I was a computer science major in college. Our advanced assembly language professor made one thing very clear, “If you crash my computer you will fail.” Not bragging but, I got an “A” while about 30 out of 35 students failed the course. If these numbers are consistent across the industry there are a lot of bad programmers out there.

I had plenty of bad code along the way but none of it ever left my desk. Sometimes getting it right meant totally scrapping the project and starting over from scratch. Most businesses are not willing to do that.

Let’s fast forward a few years and AI is rolled out into our safety systems. A bug at this point could easily kill people.

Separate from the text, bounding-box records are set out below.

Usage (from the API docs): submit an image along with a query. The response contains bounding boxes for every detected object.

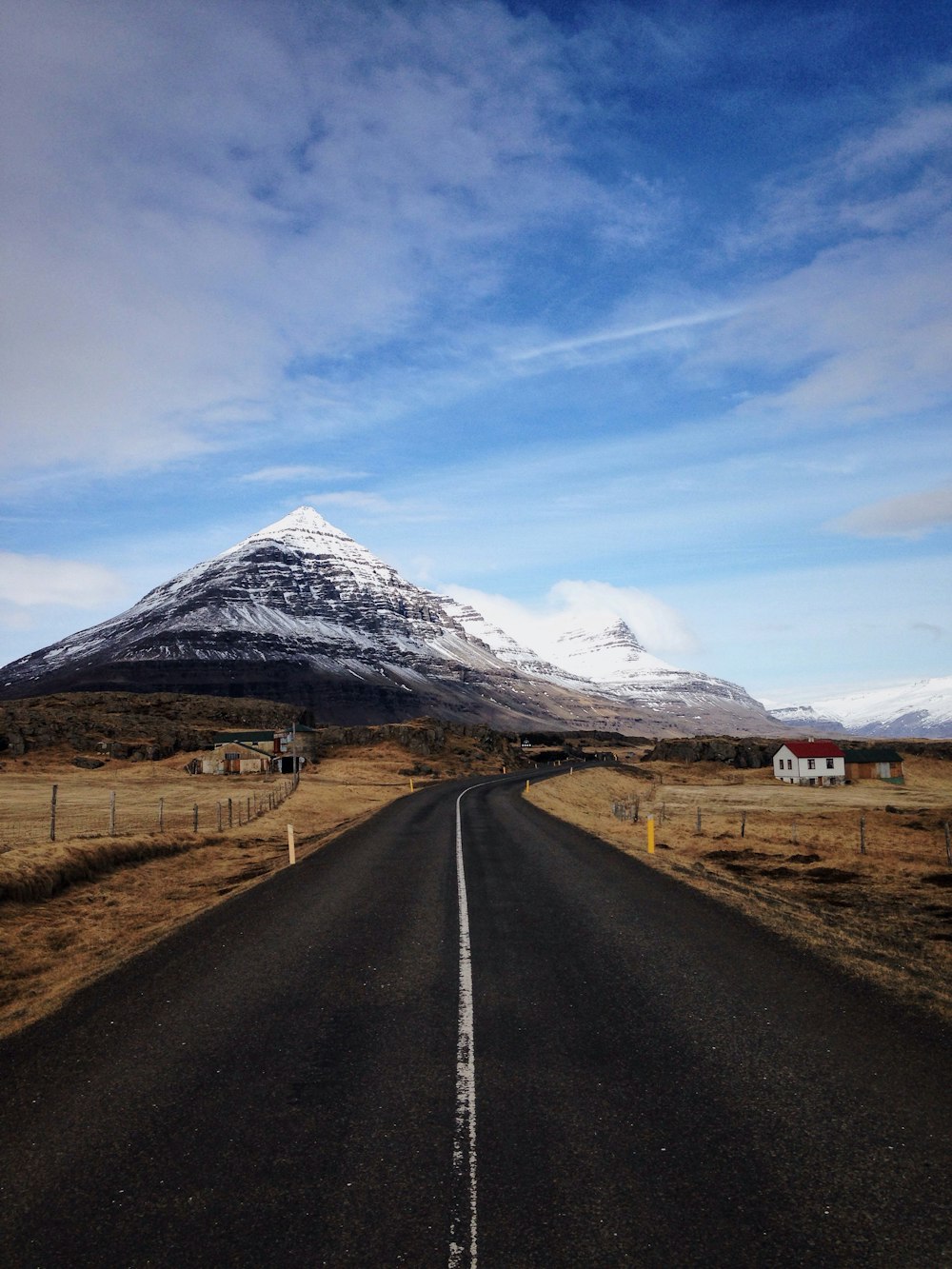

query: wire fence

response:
[612,797,952,868]
[0,771,300,851]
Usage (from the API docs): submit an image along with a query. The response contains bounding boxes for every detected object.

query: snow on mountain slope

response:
[553,621,683,684]
[0,506,786,733]
[770,675,952,739]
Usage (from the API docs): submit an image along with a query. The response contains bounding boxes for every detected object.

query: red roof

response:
[787,740,843,758]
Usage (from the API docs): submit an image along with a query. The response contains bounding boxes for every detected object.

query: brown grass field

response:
[0,740,507,1036]
[526,758,952,1021]
[7,740,952,1036]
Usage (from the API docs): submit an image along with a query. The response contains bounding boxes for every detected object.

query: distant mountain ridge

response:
[770,675,952,740]
[0,506,778,735]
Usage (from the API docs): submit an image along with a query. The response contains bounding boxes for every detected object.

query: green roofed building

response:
[843,744,905,784]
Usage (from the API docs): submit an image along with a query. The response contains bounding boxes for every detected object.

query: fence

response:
[610,797,952,868]
[0,771,300,850]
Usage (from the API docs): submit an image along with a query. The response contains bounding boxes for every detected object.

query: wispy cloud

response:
[237,464,368,485]
[826,486,952,538]
[506,308,739,362]
[0,551,126,609]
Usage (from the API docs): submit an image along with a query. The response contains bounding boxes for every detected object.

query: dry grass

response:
[0,741,507,1036]
[526,758,952,1019]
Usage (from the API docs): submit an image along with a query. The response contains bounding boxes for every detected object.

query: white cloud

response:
[0,0,648,471]
[446,580,698,660]
[0,551,126,609]
[507,308,738,362]
[826,486,952,538]
[237,464,368,485]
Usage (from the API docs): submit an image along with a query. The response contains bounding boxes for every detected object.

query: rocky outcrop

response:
[643,736,777,770]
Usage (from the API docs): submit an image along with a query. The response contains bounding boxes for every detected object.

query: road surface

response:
[0,778,952,1269]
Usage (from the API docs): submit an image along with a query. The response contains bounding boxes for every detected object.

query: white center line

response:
[449,782,487,1269]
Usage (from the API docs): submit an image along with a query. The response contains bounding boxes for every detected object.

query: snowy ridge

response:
[0,506,792,733]
[770,675,952,739]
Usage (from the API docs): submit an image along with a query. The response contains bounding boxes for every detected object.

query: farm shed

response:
[212,731,285,754]
[202,740,274,775]
[773,740,846,784]
[844,744,905,784]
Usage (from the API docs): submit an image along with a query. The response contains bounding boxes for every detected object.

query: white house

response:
[773,740,846,784]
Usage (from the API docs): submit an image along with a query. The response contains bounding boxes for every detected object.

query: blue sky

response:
[0,0,952,703]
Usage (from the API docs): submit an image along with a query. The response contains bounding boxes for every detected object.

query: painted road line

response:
[449,782,487,1269]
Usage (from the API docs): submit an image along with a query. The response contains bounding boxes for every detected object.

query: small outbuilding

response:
[844,744,905,784]
[773,740,846,784]
[202,740,275,775]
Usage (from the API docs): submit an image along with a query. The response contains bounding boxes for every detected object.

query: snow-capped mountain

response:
[770,675,952,739]
[543,621,776,735]
[0,507,786,733]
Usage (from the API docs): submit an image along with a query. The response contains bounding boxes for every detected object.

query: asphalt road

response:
[0,778,952,1269]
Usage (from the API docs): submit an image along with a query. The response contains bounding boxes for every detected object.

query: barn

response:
[844,744,905,784]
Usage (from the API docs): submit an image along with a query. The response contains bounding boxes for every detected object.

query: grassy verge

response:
[526,759,952,1021]
[0,744,499,1036]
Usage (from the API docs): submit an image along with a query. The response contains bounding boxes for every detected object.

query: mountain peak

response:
[218,506,384,567]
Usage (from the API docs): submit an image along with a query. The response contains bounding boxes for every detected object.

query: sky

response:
[0,0,952,705]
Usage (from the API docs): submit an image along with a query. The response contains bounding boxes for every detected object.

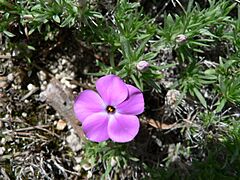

Only did assembler when taking microprocessor classes. It was only C and C++ when I actually did any coding in the work world. Spent my career in “near real-time” systems too. Sometimes someone had to write some inline code for some drivers.
 
Years ago while at a training facility to be instructed on 3D modeling as a design tool I was told. The reason we have major crashes is be cause of the increased storage capacity of computers. The reason is instead of rewriting code to make a correction it is just patched with a work around. The source code becomes so large and complicated, it's impossible to predict all possibilities. Result is certain key strokes or number combinations can trigger unheard of consequences.
are
Several years ago my plumbing wholesaler started using a new system using bar codes on inventory and such. Worked great for a week until one counter guy decided it would be a good idea to scan his drivers license. Company who sold the system said so sorry for your loss. 40,000$ gone..
 
All the companies I worked for had a lab in which they loaded updates to test before applying the update to production systems. This included microsoft updates. It was primarily to determine the impact to other critical systems, not to test microsoft's update. It sounds like the airline industry and hospitals treat their critical systems like an iphone update that is done automatically as soon as it's pushed to the public. Penny wise and pound foolish. This bad practice cost the economy billions. There is such a push to get the "latest and greatest" there is little software quality assurance. Companies don't want to spend the money on a good QA department.

BTW, they also don't want to spend the money on good security for our data.
 
I think we are actually past that point by far. Many people are dead due to computer glitches, failures.
The Insurance Companies went to AI and people started getting denials for medical procedures due to the AI system, big law suit going on because of that crap. It's insane how we have allowed computers to drive every bit of our lives!